Tuesday 25 April 2017

Lion City Lit: OF ZOOS

Asian Books Blog is based in Singapore. Our regular column Lion City Lit explores in-depth what’s going on in the City-State, lit-wise. Here Lucía Damacela continues her occasional series highlighting Singapore online literary magazines, by talking to New York-based Kimberley Lim and Singapore-based Hao Guang, respectively the founding editor and the co-editor of OF ZOOS, an annual, theme-based, online magazine publishing poetry and poetically sensible art by Singaporeans for Singaporeans, and for everyone else. It published its first issue in April 2012.  




What were the beginnings of OF ZOOS?
Kim: I was majoring in English with a concentration in Poetry Writing at the University of Virginia, where I had volunteered for a campus-based literary journal.  I was amazed by how easy it seemed to be. Why couldn't I use my local platform to do it for Singaporeans  - and everyone else, as is our motto? 

How does OF ZOOS fit into the Singapore literary landscape?
Kim: So often, writers have a ready-made poetry portfolio that they repackage and ship out to multiple magazines in hopes of publication.
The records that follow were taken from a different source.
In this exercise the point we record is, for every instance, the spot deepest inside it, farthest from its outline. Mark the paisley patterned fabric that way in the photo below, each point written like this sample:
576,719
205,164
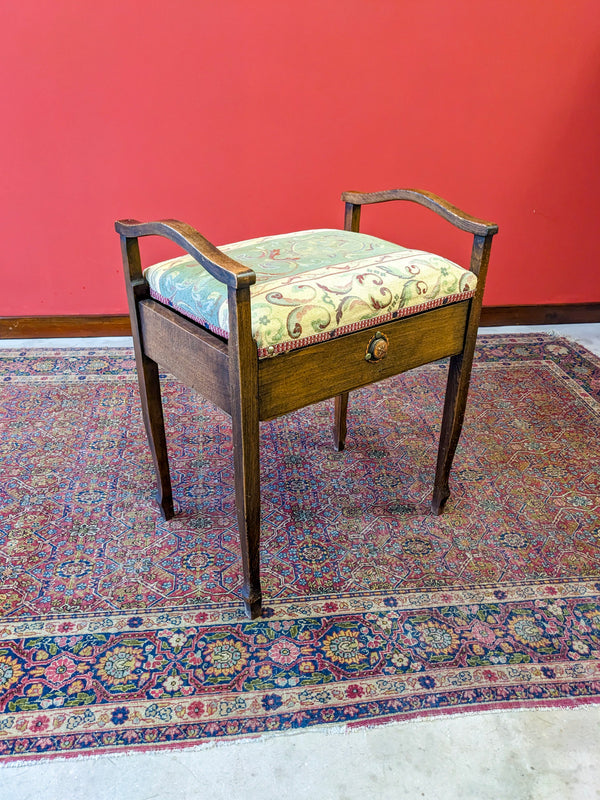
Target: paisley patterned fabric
313,285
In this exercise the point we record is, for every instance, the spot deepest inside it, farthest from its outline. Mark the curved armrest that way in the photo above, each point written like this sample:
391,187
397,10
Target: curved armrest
458,218
219,265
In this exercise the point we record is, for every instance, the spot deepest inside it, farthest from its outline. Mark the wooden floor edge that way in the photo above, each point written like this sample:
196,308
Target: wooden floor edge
118,324
64,326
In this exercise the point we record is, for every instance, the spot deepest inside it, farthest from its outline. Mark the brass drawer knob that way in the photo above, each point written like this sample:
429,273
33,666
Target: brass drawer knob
377,347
Nothing is wrong with that. But I wanted to do things differently; challenge writers to create work in line with a theme for every issue; to come up with something new. 
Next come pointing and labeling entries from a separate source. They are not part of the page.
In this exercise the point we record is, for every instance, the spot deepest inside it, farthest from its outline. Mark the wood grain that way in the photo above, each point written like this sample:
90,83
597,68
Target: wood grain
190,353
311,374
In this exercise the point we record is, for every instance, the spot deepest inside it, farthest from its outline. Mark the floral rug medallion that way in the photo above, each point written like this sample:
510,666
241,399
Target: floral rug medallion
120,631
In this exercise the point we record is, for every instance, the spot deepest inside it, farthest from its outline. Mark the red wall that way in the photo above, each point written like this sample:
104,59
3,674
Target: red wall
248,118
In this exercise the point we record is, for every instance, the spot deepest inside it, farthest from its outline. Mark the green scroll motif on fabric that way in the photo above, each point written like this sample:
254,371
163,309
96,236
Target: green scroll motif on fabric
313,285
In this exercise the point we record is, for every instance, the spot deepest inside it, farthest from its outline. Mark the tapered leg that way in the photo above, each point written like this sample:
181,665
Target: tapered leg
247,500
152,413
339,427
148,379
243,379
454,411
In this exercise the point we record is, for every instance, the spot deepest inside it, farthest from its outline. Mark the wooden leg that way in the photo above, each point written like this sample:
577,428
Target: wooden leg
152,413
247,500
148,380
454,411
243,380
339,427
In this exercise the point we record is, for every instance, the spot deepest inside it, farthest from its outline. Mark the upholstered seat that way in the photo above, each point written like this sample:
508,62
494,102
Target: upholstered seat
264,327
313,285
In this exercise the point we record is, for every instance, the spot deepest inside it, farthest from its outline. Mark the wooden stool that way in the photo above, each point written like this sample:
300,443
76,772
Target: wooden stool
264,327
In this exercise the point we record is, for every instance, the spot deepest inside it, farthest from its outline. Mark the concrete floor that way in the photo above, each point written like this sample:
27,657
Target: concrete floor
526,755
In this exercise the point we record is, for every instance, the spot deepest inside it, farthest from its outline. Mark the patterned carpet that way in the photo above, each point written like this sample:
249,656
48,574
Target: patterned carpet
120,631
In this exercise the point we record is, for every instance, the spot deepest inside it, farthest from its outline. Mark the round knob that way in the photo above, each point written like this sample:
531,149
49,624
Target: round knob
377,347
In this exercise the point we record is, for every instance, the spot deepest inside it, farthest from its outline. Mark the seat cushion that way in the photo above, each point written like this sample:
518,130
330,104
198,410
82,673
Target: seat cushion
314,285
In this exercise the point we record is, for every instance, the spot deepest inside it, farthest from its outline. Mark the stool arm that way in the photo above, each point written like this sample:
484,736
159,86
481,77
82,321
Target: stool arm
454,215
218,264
OF Zoos also wants to encourage people who don't typically see themselves as poets - whether long-form writers, visual artists, musicians, cinematographers, or even people who love poetry but have never written it - to see themselves as poets. One of the missions of OF ZOOS is to simply provide a platform for experimental voices. 
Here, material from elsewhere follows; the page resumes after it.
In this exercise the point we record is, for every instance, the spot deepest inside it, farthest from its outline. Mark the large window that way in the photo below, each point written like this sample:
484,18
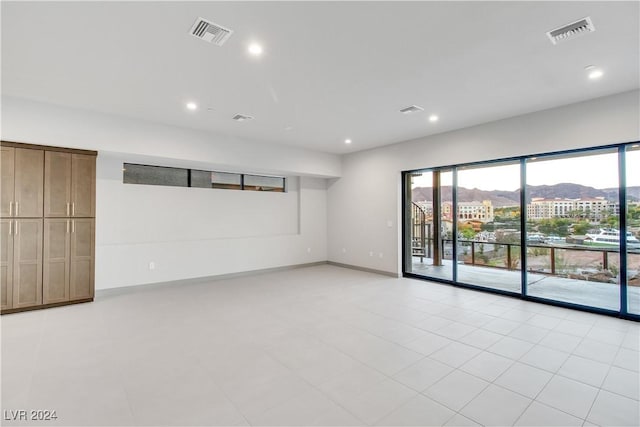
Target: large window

Could you comment on recent changes to the literary landscape in Singapore?
HG: Since 2012 it's really become a more complex and uncategorisable place - which is very good. There are more writers, books, and avenues for publication. Math Paper Press has grown into a major player, Epigram has opened a London office, and a rash of newer online journals has started to spread. There are literary groups and organisations working to build up other parts of the literary ecosystem. The Select Centre holds a translation festival and a translator's lab. Singapore Unbound is based in the US and encourages dialogue between writers from there and here through a festival, a fellowship, and a soon-to-come press. The Poetry Festival is returning Singapore literary culture back to a part of its history by actively placing work in different languages on the same platforms. Sing Lit Station, another non-profit I'm helping out at, runs numerous projects designed to connect readers with writers, and build up writers. Book-a-Writer is our new workshop directory catered to schools. Manuscript Bootcamp is an incubator for future writers. poetry.sg is a poetic history portal. SingPoOnTheSidewalks and Sing Lit Body Slam bring poetry to our pavements and neighbourhoods.  Then there's the Facebook-driven Singapore Poetry Writing Month, on now, where 4000+ people tune in to daily writing prompts. It's a wild, wild world, and we couldn't be happier to play a small but hopefully meaningful part in it.

What types of work do you publish?
Kim: We want to celebrate ideas, difference, experiments, and poets who dare. We want contributors and readers to be challenged into new (and weird) ways of thinking. Cross-pollination and diversity is also very important to us, and we like poets to work with each other, across boundaries, to come up with new monsters. Of course, we also welcome traditional forms, which make up a huge part of past issues.  We are extremely excited about our next issue, Faithless Translations. We are currently accepting submission for this.

What about the current issue?  
HG: It’s on Englishes jargon and translations. I'd like to draw your attention to Abdul Hamid's work. He is one of a very few writers committed to investigating the uses of Singlish beyond verisimilitude or comedy. It's the kind of work that changes the idea of what is possible in local poetry in a significant way.

What are the challenges and opportunities for literary zines/journals in Singapore?
Kim: Challenges: we don't have many published literary zines that work on subscription basis, i.e. we aren't monetised. So, we have to be volunteer-run, because it's hard to get people to pay to read poetry. Opportunities: The scene is burgeoning, there are so many zines around, and you can just up and start your own, if you have the passion. I didn't have the resources and I didn't have the know-how, but I did have an idea.

HG: Kim's challenge is my opportunity. I love working as lean as possible because it forces us to think of innovative new things for cheap. We have no stakeholders besides ourselves, our writers, and our readers, so we can be super flexible - versus if we had, say, customers, or government grant money. Of course, it would be nice to have money, but honestly, I don't know what we would put it into. Hosting? Paying contributors? It wouldn't make sense to profit from this. But yes, one thing we do lack in the zine/journal scene is money in general. Sing Lit Station may be trying to remedy that, I hear. 

I think there may be too many journals for the number of people reading and writing here - the question we all have to struggle with is: what new thing does your journal add to the full plate? For OF ZOOS it's pretty simple: process-driven themes, and a sense of playfulness. My first connection with the magazine was as a contributor, and those things are what drew me to submit in the first place. And later, I hopped on board Kim's crazy train as an editor, and here we are!